Peki Kratos 2010 yılında PlayStation 3'e adım atmadan önce "Nariko" adında dişi bir versiyonun PS3'te boy gösterdiğini ve en az God of War kadar güzel işlenmiş bir hikayeye, muhteşem grafiklere ve bir Hack'n Slash ile aksiyon karşımı bir oyundan beklenilen seri oynanışa sahip olduğunu söylesek. Herhalde aklınızdaki ilk soru bu oyunun neden bu listede yer aldığı olur. Seri oynanış, zamanına göre muhteşem grafikler ve seslendirmelerle birlikte iyi giden bir diğer şey, oyunun oynanış süresinin uzunluğudur. Maalesef Heavenly Sword’ün bu tür bir artıyı bünyesinde barındıramaması, oyunun 1 milyon kopya satmış olmasına rağmen şöhretinin kısa bir sürede parlayıp sönmesine neden olmuştu. Bununla birlikte PS3 platformunun çıkışında vadettiği multiplayer seçeneğinin Heavenly Sword’de bulunmuyor oluşu, dolaylı yoldan da olsa bir nevi hayal kırıklığı sayılmıştı.


Spec Ops: The Line

Garip bir vaka ile karşı karşıyayız. Bu oyunun isminin duyulmaması için gerçekten bir neden bulamadım desem yeridir. Spec Ops: The Line gerçekten muhteşem bir oyun. Belki zamanının gerisinde kalmış grafiklerini ve taktiksel oynanış mekanizmasında yapay zekanın yönettiği takım arkadaşlarınıza pek söz geçiremiyor oluşunuz oyundaki eksiklikler olarak nitelendirilebilir. Ama bu söylediklerim oyunun hak ettiği değeri almaması için yeterli sebepler değil. Tabi bir shooter oyunundan ne beklediğiniz de oyunun hak ettiği değeri neden görmediğine cevap olabilir. Galiba yanlış anlaşılmanın devreye girdiği kısım burası. Oyun tür olarak bir third-person shooter. Yani oyun mekaniği olarak yaptığınız şey çoğunlukla bir siperden diğerine depar atmak, siperin arkasında saklanmak ve düşmanınızı öldürmek için ateş etmek.

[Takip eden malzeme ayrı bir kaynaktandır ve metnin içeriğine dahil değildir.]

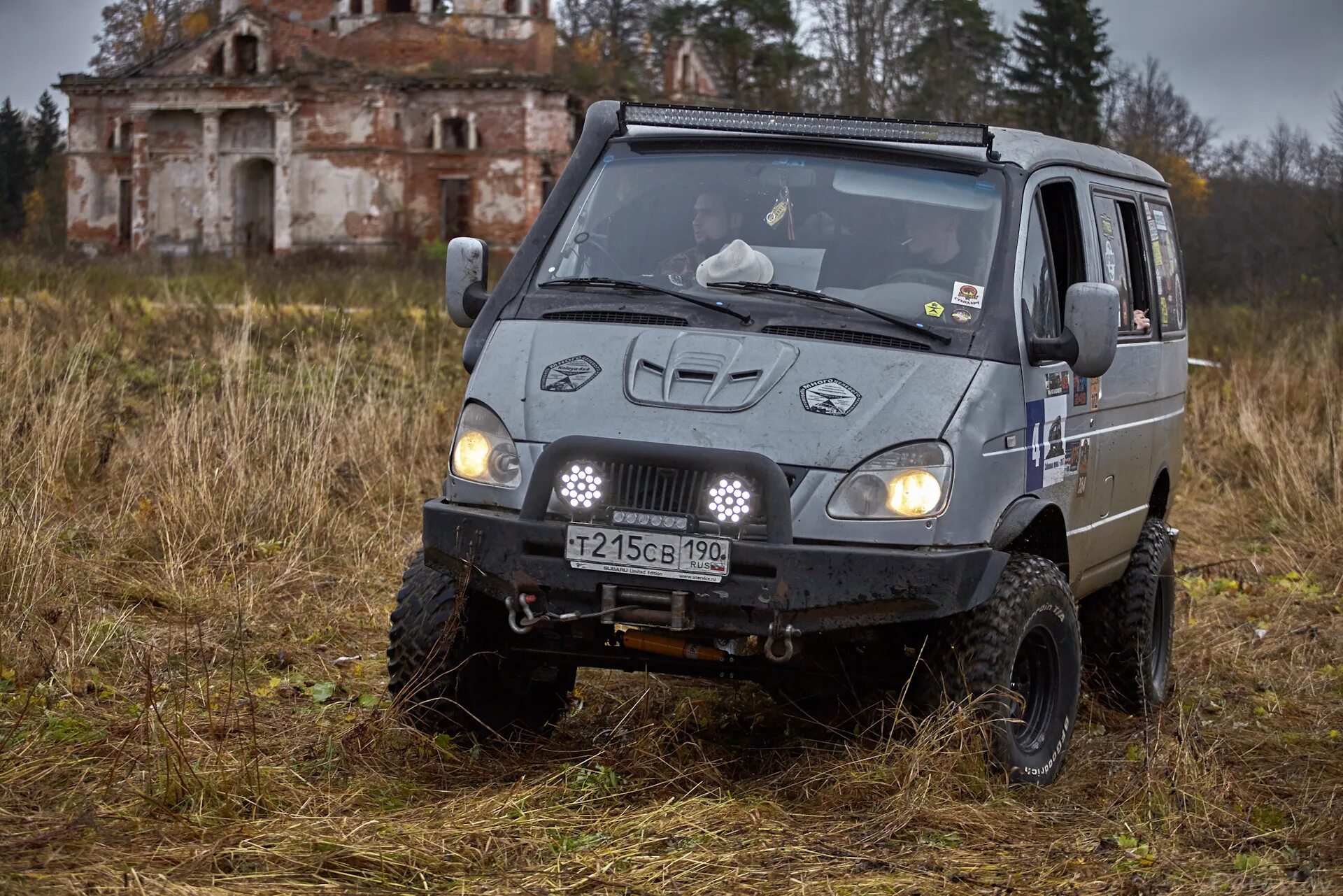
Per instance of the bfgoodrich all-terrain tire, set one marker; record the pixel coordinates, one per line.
(452, 669)
(1020, 653)
(1127, 627)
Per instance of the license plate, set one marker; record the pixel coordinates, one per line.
(664, 555)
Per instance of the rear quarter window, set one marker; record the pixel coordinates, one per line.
(1166, 265)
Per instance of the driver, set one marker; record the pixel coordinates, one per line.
(716, 222)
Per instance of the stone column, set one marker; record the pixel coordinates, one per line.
(210, 179)
(140, 182)
(284, 162)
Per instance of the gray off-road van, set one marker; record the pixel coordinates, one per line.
(827, 404)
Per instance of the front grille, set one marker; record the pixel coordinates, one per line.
(853, 338)
(657, 490)
(617, 318)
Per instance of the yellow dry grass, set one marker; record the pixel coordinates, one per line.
(204, 513)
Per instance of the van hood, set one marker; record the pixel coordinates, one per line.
(797, 401)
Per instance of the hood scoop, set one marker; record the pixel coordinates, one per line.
(704, 371)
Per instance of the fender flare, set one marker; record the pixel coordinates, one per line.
(1016, 519)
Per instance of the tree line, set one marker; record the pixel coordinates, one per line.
(33, 176)
(1253, 213)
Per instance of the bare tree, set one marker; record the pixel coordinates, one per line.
(860, 45)
(136, 30)
(1144, 118)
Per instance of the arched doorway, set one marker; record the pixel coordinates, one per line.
(254, 207)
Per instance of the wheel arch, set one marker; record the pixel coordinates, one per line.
(1033, 525)
(1160, 499)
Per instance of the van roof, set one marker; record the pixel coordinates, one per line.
(1025, 148)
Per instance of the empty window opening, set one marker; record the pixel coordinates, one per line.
(454, 199)
(547, 182)
(124, 197)
(454, 134)
(254, 207)
(248, 54)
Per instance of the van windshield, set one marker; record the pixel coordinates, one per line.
(908, 241)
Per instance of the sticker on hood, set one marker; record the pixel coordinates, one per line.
(570, 375)
(832, 398)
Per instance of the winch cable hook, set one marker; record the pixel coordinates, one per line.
(786, 633)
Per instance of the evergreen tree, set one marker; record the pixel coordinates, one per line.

Aynı türdeki bir çok oyunun aksine size o kadar da fazla yenilik sunmuyor. Ama bu oyunu tactical shooter olarak inceleme altına almak Spec Ops: The Line'a adeta hakaret sayılabilir. Gerek ağır drama yüklü ve yer yer insanın boğazını düğümleyen,  evrensel ahlak inanışlarını sorgulatan cesur hikayesi olsun, gerek oyunda kullanılan ve yeri geldiğinde insanın tüylerini diken diken eden gaz veren müzikleri olsun. gerekse grafik olarak zirveyi tırmalamasa bile Dubai'yi esir alan çöl fırtınasının gerçekçiliği,  Spec Ops: The Line'ı gerçekten sahip olduğundan az biçimde değerlendirilmiş bir oyun olarak ön plana çıkarıyor. Belki de bu oyunun hak ettiğinden daha az rağbet görmesinin sebebi, Amerika asıllı oyun inceleme firmalarına sağ gösterip sol vuran can alıcı senaryosundan ve Call of Duty gibi devlere nazaran daha az reklam bütçesi olmasından kaynaklı olabilir.